Kadarpur Nanu is a village in Bijnor district, Uttar Pradesh, India that was established by Bhoop Singh. The village has a temple built on a well.

A Sahu Jain family of nearby Najibabad town also built a school for girls called Asharfi Devi Vidyalaya that was later handed over to the local mosque Noor Masjid and was converted to a Madarsa.

Vidur Kuti is about 58 km from Kadarpur Nanu. As the legend goes, Vidur, the Prime Minister of the Kauravas during Mahabharata spent rest of his life after dispute with Duryodhan. This is the place where Lord Krishana visited Vidur.

During Mahabharat when the battle between Kauravas and Pandavas was about to begin, on the request of both the sides, all wives and children from both sides were sent to Mahatma Vidur for safety. He had insufficient space for them so he found an area for women and children, which is now known as Daranagar.

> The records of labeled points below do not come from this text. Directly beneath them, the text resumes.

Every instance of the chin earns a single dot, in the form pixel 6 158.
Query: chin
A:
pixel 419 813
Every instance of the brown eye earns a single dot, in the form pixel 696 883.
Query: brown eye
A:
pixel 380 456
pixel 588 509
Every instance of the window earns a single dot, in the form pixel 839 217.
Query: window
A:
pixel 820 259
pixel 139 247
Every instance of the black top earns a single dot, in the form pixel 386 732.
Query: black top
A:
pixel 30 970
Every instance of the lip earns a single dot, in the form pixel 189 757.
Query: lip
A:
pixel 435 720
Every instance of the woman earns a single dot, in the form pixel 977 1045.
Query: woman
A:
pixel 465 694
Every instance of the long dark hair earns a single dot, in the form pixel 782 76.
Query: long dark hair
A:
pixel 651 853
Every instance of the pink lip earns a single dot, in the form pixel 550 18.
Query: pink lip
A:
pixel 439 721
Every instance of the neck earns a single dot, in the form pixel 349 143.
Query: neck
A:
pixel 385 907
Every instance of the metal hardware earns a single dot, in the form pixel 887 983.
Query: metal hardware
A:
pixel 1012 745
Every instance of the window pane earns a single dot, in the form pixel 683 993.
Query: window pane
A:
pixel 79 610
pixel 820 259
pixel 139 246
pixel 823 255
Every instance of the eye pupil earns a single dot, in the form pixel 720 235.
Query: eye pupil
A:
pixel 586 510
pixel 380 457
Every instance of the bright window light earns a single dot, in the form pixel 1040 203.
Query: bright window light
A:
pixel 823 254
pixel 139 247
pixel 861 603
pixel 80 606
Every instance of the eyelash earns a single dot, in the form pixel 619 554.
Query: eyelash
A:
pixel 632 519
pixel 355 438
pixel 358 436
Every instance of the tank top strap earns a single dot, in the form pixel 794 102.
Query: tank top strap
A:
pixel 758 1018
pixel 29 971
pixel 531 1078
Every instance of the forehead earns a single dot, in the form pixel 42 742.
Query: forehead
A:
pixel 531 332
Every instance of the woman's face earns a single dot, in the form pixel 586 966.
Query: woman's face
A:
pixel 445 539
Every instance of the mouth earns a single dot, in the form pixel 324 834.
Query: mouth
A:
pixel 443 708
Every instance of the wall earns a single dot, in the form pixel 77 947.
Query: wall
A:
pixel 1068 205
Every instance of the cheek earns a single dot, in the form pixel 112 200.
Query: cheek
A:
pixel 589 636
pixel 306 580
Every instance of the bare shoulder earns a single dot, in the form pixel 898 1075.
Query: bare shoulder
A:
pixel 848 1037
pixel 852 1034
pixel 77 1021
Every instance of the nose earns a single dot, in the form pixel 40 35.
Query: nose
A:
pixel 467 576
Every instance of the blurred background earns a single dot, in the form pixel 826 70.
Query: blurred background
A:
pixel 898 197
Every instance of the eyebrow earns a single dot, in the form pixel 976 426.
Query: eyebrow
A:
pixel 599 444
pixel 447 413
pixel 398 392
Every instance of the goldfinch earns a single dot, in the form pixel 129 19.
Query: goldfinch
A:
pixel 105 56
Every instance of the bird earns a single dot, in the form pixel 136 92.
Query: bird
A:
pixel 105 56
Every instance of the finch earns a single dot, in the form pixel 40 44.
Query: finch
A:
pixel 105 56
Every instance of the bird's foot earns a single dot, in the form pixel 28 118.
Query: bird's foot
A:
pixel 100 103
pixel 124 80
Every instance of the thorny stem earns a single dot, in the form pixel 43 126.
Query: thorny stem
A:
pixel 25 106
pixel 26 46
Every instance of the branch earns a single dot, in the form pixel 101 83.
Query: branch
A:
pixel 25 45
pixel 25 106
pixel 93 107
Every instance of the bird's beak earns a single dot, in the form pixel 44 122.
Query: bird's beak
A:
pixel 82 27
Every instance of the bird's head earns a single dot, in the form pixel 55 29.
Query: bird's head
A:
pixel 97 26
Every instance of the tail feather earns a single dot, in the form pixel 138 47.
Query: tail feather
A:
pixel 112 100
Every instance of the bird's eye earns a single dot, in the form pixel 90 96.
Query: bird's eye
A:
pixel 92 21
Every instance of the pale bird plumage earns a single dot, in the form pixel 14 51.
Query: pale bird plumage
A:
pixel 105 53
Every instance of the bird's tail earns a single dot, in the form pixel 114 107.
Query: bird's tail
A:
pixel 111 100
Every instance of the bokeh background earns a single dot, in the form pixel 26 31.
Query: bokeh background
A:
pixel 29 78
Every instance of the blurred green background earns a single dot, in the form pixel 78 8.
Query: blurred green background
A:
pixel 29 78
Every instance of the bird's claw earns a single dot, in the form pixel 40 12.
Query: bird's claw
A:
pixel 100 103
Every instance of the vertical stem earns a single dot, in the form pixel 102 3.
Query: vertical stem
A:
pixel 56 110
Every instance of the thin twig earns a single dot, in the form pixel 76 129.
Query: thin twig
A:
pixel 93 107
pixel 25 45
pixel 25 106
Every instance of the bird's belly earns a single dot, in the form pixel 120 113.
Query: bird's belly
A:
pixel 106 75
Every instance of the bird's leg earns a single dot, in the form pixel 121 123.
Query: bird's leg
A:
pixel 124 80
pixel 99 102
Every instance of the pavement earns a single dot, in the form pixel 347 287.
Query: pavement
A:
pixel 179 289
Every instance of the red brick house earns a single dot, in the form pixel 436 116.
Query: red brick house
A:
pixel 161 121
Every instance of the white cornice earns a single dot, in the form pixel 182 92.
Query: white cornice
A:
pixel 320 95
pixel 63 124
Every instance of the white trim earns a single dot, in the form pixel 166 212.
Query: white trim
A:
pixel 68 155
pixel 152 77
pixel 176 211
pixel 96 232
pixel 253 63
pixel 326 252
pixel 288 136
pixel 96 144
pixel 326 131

Other landmarks here include the Kanva Ashram. It is an ancient ashram that is in a broken condition near the Rawli town. According to the legend "Abhigyan Shakuntalam", Hastinapur's King Dushyant came here on a hunting trip and fell in love with Shakuntala.

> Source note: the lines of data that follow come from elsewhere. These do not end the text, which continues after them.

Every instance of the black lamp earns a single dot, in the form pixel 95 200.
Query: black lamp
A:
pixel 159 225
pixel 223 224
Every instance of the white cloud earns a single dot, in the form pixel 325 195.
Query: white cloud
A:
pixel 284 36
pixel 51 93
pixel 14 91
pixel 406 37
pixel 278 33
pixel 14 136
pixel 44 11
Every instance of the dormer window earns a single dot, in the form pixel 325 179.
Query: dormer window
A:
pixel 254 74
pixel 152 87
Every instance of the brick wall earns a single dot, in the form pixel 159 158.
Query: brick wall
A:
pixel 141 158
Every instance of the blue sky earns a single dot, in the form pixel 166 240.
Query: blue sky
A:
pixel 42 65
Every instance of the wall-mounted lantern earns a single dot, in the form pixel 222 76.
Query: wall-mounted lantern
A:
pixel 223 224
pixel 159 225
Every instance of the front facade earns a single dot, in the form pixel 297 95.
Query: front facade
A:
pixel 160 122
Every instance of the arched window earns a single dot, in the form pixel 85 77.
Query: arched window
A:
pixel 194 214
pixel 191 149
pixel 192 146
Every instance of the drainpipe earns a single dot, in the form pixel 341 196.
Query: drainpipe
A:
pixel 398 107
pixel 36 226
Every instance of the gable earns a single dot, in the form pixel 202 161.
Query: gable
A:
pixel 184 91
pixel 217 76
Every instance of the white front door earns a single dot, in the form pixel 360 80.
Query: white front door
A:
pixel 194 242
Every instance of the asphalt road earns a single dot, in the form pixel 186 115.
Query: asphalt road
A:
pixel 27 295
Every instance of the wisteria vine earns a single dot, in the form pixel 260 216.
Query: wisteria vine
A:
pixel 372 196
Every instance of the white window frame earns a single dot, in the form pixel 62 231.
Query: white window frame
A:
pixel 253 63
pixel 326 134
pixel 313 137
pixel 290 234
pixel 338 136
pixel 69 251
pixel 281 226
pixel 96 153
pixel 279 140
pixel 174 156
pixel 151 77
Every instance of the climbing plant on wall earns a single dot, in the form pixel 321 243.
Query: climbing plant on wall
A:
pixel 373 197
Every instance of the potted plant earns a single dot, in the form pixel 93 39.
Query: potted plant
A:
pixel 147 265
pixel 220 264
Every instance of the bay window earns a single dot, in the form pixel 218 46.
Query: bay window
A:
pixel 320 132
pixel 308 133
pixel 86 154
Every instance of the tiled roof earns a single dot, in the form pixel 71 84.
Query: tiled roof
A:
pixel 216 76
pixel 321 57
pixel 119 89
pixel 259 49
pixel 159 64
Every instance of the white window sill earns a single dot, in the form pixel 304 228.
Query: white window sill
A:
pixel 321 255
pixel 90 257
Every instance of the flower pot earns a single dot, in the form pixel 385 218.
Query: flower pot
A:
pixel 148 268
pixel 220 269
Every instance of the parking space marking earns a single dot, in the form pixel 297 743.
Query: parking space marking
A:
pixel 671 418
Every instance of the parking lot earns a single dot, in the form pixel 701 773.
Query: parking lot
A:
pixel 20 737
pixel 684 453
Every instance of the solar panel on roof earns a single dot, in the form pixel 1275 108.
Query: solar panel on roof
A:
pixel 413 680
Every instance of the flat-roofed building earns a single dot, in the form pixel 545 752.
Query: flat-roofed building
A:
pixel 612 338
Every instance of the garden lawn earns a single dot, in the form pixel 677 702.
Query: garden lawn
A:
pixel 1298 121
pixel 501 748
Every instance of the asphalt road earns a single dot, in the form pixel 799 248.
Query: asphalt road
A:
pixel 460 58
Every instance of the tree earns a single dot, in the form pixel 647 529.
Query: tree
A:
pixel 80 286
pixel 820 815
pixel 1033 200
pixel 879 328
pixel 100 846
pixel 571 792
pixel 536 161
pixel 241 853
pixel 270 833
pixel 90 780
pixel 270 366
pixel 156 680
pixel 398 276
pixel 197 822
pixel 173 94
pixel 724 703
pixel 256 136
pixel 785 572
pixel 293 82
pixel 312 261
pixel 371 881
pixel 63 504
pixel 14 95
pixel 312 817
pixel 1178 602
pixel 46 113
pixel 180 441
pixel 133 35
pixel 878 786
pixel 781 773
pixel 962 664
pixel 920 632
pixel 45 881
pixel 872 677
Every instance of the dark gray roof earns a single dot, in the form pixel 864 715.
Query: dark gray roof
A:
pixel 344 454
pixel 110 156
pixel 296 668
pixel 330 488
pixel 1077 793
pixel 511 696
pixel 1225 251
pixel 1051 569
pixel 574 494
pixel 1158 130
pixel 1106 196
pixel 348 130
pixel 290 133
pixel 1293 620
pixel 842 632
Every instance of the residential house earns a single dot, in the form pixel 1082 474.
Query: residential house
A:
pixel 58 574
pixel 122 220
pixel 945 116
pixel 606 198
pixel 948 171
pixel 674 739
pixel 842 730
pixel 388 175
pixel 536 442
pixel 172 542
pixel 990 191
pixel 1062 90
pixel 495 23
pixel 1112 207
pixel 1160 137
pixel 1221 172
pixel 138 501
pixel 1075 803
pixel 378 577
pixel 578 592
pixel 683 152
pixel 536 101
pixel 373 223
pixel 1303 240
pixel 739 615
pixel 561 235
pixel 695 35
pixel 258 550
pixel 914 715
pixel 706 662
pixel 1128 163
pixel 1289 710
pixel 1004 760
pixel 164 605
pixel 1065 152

Ganj is 52 km from Kadarpur Nanu and 12 km from the District HQ and 1 km from Daranagar on the banks of the Ganges. There are ancient temples and ashrams.

Historical places – Daaku Sultana fort (Najibabad), Kho bairaj (Sherkot) and Ram Ganga Bairaj (Harewali)

== Religious places ==
- Shiv Mandir
- Kot Ke Devta
- Noor Masjid
- A fair is held near the village in aashad (Hindi month) attracting people from as far away as Delhi.